Wer wetzt denn seine Waffen an morschem Holz? 

Habe gerade ein Handy gefunden; gebe ich es dem Eigentümer zurück, oder in der Bucht der Freibeuter > auf ebay < verscherbeln?

Ein Gewissenskonflickt biblischen Ausmaßes tobt in meiner Seele.


----------



## Spectar (16. Februar 2010)

Moin moin
In Wolfsburg gibt es auch noch nen coolen fahrradladen!!! Dort kann man komplettbikes von Müsing Bergwerk Nox usw kaufen oder sich selbst individuell ein Bike zusammenstellen lassen!
www.vaust.com
ist der dazugehörige onlineshop!!!


----------



## Spectar (16. Februar 2010)

einzelene Teile und Artikel von anderen Herstellern gibt es natürlich auch Magura Rohloff......!!!


----------



## FlatterAugust (16. Februar 2010)

Fehlt nur noch der Auftritt des GröRaZ.


----------



## sundown (16. Februar 2010)

Spectar schrieb:


> Moin moin
> In Wolfsburg gibt es auch noch nen coolen fahrradladen!!! Dort kann man komplettbikes von Müsing Bergwerk Nox usw kaufen oder sich selbst individuell ein Bike zusammenstellen lassen!
> www.vaust.com
> ist der dazugehörige onlineshop!!!



ollys bicycle.. der war doch mal in bs!


----------



## Deleted 143609 (16. Februar 2010)

Obwohl ich etwas weiter von Braunschweig entfernt wohne, habe ich bisher zwei Bikes bei Steinkamp in der Kastanienallee gekauft. 

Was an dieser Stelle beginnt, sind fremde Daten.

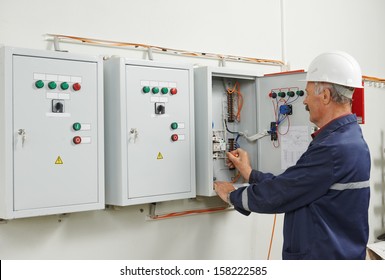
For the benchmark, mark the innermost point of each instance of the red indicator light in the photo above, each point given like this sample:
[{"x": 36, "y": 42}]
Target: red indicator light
[
  {"x": 77, "y": 140},
  {"x": 174, "y": 137},
  {"x": 173, "y": 91},
  {"x": 76, "y": 86}
]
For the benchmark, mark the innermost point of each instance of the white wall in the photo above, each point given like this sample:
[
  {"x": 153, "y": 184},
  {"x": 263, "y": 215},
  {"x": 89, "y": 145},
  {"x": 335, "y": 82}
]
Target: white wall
[{"x": 248, "y": 28}]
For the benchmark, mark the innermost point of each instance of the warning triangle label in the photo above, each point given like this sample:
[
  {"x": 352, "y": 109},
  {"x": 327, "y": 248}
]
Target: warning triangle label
[
  {"x": 160, "y": 156},
  {"x": 58, "y": 160}
]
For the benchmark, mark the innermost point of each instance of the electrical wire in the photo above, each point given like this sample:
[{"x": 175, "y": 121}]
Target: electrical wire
[
  {"x": 189, "y": 212},
  {"x": 109, "y": 43}
]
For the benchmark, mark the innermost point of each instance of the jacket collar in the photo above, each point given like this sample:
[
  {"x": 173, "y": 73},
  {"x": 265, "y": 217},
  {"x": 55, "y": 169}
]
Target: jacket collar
[{"x": 333, "y": 125}]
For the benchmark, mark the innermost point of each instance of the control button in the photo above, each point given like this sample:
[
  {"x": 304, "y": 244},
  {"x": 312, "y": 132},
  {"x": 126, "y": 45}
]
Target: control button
[
  {"x": 64, "y": 86},
  {"x": 39, "y": 84},
  {"x": 76, "y": 86},
  {"x": 52, "y": 85},
  {"x": 146, "y": 89},
  {"x": 76, "y": 126},
  {"x": 174, "y": 125},
  {"x": 174, "y": 137},
  {"x": 164, "y": 90},
  {"x": 290, "y": 93},
  {"x": 173, "y": 91},
  {"x": 77, "y": 140},
  {"x": 160, "y": 108},
  {"x": 57, "y": 106}
]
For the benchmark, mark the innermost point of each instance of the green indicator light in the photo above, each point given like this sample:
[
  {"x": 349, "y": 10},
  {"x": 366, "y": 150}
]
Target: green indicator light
[
  {"x": 174, "y": 125},
  {"x": 76, "y": 126},
  {"x": 52, "y": 85},
  {"x": 39, "y": 84},
  {"x": 146, "y": 89},
  {"x": 64, "y": 86}
]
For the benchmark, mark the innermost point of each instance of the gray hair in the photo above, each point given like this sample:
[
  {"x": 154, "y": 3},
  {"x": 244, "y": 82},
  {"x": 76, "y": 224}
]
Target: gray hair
[{"x": 339, "y": 94}]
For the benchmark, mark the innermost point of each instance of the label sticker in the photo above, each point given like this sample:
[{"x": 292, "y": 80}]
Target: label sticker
[
  {"x": 58, "y": 160},
  {"x": 160, "y": 156}
]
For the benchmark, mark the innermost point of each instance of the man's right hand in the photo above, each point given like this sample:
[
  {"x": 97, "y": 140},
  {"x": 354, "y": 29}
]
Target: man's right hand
[{"x": 240, "y": 160}]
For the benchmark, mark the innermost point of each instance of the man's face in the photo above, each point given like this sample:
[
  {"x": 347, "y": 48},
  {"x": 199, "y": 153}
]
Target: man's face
[{"x": 313, "y": 103}]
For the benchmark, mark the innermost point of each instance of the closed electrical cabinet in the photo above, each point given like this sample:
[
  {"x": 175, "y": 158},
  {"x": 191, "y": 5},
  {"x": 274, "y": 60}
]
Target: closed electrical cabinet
[
  {"x": 51, "y": 133},
  {"x": 149, "y": 121},
  {"x": 263, "y": 115}
]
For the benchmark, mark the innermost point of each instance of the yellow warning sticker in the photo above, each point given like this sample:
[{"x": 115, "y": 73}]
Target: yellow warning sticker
[
  {"x": 160, "y": 156},
  {"x": 58, "y": 160}
]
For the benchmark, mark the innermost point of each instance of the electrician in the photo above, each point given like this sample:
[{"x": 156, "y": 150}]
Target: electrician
[{"x": 325, "y": 195}]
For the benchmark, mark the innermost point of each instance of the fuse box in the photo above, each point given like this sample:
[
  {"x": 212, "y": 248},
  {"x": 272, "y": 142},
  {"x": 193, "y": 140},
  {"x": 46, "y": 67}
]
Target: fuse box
[
  {"x": 51, "y": 115},
  {"x": 150, "y": 151},
  {"x": 263, "y": 115}
]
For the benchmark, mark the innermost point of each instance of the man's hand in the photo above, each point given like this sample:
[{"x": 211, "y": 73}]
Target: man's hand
[
  {"x": 223, "y": 189},
  {"x": 240, "y": 160}
]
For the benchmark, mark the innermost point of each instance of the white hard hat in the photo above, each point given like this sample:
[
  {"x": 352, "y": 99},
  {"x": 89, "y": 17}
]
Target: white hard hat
[{"x": 335, "y": 67}]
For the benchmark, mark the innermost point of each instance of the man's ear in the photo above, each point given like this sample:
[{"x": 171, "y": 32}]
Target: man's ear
[{"x": 326, "y": 96}]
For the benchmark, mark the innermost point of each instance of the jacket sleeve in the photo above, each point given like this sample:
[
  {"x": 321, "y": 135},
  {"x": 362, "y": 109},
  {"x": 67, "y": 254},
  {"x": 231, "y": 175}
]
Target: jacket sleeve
[{"x": 299, "y": 185}]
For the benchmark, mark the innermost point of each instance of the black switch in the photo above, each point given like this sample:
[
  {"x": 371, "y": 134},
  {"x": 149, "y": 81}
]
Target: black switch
[{"x": 57, "y": 106}]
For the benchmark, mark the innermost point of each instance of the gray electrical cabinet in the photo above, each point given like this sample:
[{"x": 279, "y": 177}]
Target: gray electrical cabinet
[
  {"x": 51, "y": 133},
  {"x": 149, "y": 122},
  {"x": 263, "y": 115}
]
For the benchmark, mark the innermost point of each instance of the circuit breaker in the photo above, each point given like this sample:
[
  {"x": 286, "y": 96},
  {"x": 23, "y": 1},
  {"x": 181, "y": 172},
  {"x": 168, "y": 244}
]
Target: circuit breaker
[
  {"x": 263, "y": 115},
  {"x": 51, "y": 115},
  {"x": 149, "y": 120}
]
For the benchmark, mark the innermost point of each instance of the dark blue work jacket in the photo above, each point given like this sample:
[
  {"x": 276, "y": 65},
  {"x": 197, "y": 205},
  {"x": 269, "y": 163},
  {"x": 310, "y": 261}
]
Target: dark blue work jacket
[{"x": 325, "y": 196}]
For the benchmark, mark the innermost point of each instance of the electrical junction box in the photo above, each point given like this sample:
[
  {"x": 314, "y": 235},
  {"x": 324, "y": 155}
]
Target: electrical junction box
[
  {"x": 263, "y": 115},
  {"x": 51, "y": 133},
  {"x": 149, "y": 121}
]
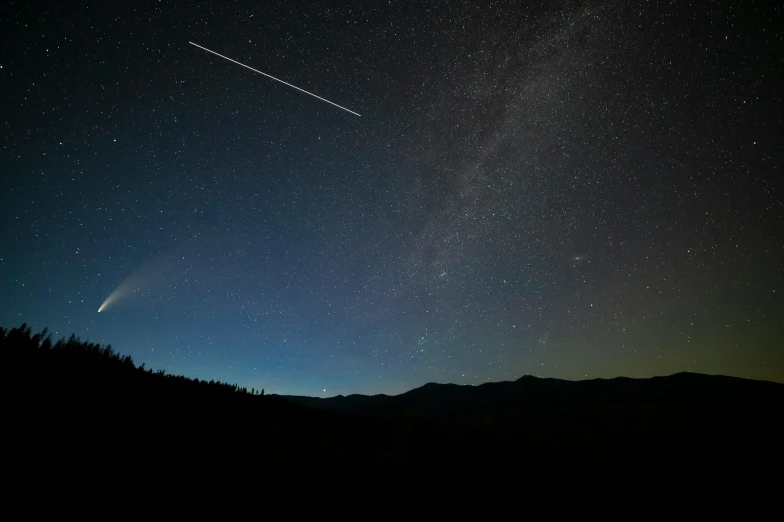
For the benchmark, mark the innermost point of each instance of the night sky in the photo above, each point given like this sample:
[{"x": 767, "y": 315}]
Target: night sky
[{"x": 563, "y": 189}]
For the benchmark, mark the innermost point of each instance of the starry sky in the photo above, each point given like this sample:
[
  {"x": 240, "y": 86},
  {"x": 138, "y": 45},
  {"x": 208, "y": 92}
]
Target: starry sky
[{"x": 564, "y": 189}]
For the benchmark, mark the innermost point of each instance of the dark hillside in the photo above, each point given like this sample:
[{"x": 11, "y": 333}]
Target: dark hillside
[{"x": 92, "y": 435}]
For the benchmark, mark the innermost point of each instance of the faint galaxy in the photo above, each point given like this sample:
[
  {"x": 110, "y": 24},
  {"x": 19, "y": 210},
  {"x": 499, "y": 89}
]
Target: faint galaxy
[{"x": 563, "y": 189}]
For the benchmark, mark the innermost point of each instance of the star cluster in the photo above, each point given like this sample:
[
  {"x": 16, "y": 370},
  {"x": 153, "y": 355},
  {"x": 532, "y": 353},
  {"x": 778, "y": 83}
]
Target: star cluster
[{"x": 573, "y": 189}]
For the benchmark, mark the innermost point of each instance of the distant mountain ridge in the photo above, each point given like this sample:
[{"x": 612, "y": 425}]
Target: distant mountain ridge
[{"x": 445, "y": 399}]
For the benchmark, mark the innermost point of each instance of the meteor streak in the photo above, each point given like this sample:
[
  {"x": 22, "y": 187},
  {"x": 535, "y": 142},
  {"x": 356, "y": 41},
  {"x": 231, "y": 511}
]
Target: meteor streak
[{"x": 272, "y": 77}]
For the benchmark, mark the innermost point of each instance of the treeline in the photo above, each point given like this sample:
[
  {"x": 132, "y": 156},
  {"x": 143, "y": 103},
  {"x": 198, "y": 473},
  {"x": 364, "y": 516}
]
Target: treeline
[{"x": 73, "y": 353}]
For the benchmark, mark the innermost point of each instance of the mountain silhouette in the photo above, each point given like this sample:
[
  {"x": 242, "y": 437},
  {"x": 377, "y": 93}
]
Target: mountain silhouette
[{"x": 91, "y": 434}]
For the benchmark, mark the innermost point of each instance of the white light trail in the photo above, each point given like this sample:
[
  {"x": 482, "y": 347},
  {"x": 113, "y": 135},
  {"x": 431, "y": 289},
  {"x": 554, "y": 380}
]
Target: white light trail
[{"x": 276, "y": 79}]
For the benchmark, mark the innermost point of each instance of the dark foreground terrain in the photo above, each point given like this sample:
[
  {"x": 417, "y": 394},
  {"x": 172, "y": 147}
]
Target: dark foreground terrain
[{"x": 94, "y": 436}]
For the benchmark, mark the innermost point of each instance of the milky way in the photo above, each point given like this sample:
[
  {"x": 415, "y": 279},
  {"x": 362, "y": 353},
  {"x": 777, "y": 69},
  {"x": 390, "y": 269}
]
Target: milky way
[{"x": 574, "y": 189}]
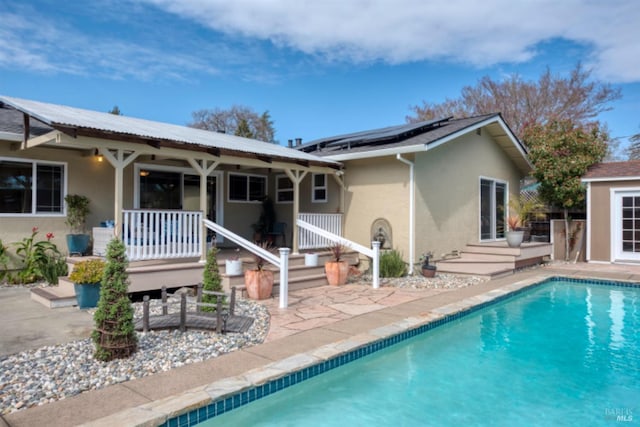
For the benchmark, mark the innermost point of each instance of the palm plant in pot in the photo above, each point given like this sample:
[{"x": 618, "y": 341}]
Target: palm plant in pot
[
  {"x": 514, "y": 236},
  {"x": 337, "y": 270},
  {"x": 77, "y": 212},
  {"x": 259, "y": 281},
  {"x": 428, "y": 270},
  {"x": 87, "y": 278},
  {"x": 526, "y": 209}
]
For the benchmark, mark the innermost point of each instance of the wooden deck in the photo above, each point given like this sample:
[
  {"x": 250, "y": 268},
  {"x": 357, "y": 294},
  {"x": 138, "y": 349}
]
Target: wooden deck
[{"x": 231, "y": 323}]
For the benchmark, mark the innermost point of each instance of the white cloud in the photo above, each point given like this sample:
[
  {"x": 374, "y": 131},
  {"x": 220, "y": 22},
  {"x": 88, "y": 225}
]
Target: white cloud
[
  {"x": 152, "y": 39},
  {"x": 481, "y": 33},
  {"x": 42, "y": 44}
]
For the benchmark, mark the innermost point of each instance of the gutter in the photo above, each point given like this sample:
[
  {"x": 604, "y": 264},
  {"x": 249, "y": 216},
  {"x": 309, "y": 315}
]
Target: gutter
[{"x": 412, "y": 220}]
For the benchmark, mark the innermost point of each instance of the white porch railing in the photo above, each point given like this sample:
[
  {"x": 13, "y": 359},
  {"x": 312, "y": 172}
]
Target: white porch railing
[
  {"x": 328, "y": 222},
  {"x": 281, "y": 262},
  {"x": 373, "y": 253},
  {"x": 162, "y": 234}
]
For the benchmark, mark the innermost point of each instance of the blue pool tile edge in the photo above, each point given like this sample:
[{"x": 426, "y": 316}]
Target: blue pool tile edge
[{"x": 242, "y": 398}]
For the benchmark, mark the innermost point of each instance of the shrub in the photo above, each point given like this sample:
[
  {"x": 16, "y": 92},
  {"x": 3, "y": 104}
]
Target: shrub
[
  {"x": 211, "y": 279},
  {"x": 90, "y": 271},
  {"x": 114, "y": 335},
  {"x": 392, "y": 264},
  {"x": 40, "y": 260}
]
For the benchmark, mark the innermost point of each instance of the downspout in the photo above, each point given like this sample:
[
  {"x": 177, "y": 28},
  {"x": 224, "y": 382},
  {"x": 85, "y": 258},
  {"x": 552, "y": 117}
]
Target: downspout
[{"x": 412, "y": 221}]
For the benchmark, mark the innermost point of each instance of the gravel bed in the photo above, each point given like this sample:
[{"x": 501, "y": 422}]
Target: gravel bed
[
  {"x": 52, "y": 373},
  {"x": 417, "y": 281}
]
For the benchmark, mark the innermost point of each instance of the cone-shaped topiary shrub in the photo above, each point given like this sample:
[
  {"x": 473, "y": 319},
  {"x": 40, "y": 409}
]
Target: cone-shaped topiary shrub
[
  {"x": 211, "y": 279},
  {"x": 114, "y": 335}
]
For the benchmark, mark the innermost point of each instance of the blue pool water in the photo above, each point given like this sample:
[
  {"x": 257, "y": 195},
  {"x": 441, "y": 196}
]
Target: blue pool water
[{"x": 560, "y": 354}]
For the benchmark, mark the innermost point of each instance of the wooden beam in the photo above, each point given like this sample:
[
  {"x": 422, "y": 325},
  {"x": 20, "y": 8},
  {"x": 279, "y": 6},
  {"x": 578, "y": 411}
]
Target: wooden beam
[
  {"x": 26, "y": 130},
  {"x": 264, "y": 158}
]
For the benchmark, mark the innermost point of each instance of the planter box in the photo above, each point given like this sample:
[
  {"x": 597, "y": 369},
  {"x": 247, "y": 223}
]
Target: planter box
[{"x": 87, "y": 294}]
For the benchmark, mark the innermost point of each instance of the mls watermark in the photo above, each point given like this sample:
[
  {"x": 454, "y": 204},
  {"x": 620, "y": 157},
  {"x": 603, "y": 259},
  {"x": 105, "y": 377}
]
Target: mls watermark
[{"x": 618, "y": 414}]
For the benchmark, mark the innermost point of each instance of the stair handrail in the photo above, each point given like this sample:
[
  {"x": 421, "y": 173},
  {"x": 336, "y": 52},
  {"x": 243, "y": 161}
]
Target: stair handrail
[
  {"x": 373, "y": 253},
  {"x": 282, "y": 262}
]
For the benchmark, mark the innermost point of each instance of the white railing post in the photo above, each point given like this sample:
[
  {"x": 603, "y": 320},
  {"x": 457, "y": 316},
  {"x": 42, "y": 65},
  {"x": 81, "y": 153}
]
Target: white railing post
[
  {"x": 376, "y": 264},
  {"x": 284, "y": 277}
]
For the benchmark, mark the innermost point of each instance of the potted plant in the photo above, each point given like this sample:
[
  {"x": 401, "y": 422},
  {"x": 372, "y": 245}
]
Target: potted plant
[
  {"x": 77, "y": 212},
  {"x": 514, "y": 236},
  {"x": 428, "y": 270},
  {"x": 337, "y": 269},
  {"x": 87, "y": 277},
  {"x": 259, "y": 281},
  {"x": 526, "y": 209},
  {"x": 311, "y": 259},
  {"x": 233, "y": 265}
]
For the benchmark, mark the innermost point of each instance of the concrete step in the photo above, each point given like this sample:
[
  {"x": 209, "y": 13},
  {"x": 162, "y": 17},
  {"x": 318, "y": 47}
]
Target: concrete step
[
  {"x": 54, "y": 297},
  {"x": 490, "y": 270}
]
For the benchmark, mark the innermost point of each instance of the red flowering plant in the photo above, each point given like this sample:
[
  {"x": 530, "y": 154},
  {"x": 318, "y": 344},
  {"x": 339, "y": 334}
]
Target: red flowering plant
[{"x": 39, "y": 259}]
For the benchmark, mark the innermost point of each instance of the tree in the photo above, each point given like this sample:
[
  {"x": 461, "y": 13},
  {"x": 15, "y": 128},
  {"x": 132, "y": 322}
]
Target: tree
[
  {"x": 243, "y": 129},
  {"x": 114, "y": 335},
  {"x": 561, "y": 152},
  {"x": 634, "y": 149},
  {"x": 576, "y": 98},
  {"x": 259, "y": 126}
]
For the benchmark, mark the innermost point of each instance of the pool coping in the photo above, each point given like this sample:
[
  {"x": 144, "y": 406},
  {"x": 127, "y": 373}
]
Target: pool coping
[{"x": 203, "y": 402}]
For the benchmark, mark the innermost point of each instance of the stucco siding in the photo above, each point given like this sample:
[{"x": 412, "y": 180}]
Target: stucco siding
[
  {"x": 85, "y": 175},
  {"x": 600, "y": 218},
  {"x": 448, "y": 191},
  {"x": 377, "y": 188}
]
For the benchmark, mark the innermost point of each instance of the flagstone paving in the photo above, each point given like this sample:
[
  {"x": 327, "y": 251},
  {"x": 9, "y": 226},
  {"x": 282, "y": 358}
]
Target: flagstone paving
[{"x": 312, "y": 308}]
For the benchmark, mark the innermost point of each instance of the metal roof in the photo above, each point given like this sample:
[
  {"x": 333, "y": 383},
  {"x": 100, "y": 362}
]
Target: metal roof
[
  {"x": 111, "y": 126},
  {"x": 11, "y": 122},
  {"x": 391, "y": 137},
  {"x": 417, "y": 137},
  {"x": 610, "y": 171}
]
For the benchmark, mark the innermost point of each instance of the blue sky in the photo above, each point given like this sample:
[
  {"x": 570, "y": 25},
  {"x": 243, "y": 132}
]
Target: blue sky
[{"x": 320, "y": 68}]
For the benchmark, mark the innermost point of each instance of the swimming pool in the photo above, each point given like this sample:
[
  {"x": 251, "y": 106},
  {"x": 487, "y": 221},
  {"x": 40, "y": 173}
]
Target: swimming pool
[{"x": 561, "y": 353}]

http://www.raeder-nach-mass.de/

Sind nicht auf MTBs spezialisiert, haben sich aber trotzdem super mit dem Bergamont Big Air und dem Tourenhardtail ausgekannt. 

Die Schrauberabteilung ist erste Sahne, kennt alle Kniffe und hat die aktuelle Technik im Griff. Dämpfer- und Gabelservice war auch immer spitze. Klar, große MTB-Auswahl haben andere, dafür habe ich mich sehr gut aufgehoben gefühlt, und am Preis ging immer hier und da 'n bischen.


----------



## MTB-News.de




----------



## ohneworte (16. Februar 2010)

Auch eine Möglichkeit:

http://www.lebenshilfe-braunschweig.de/index.php?id=76


----------



## Simmel (17. Februar 2010)

FlatterAugust schrieb:


> Habe gerade ein Handy gefunden; gebe ich es dem Eigentümer zurück, oder in der Bucht der Freibeuter > auf ebay < verscherbeln?
> 
> Ein Gewissenskonflickt biblischen Ausmaßes tobt in meiner Seele.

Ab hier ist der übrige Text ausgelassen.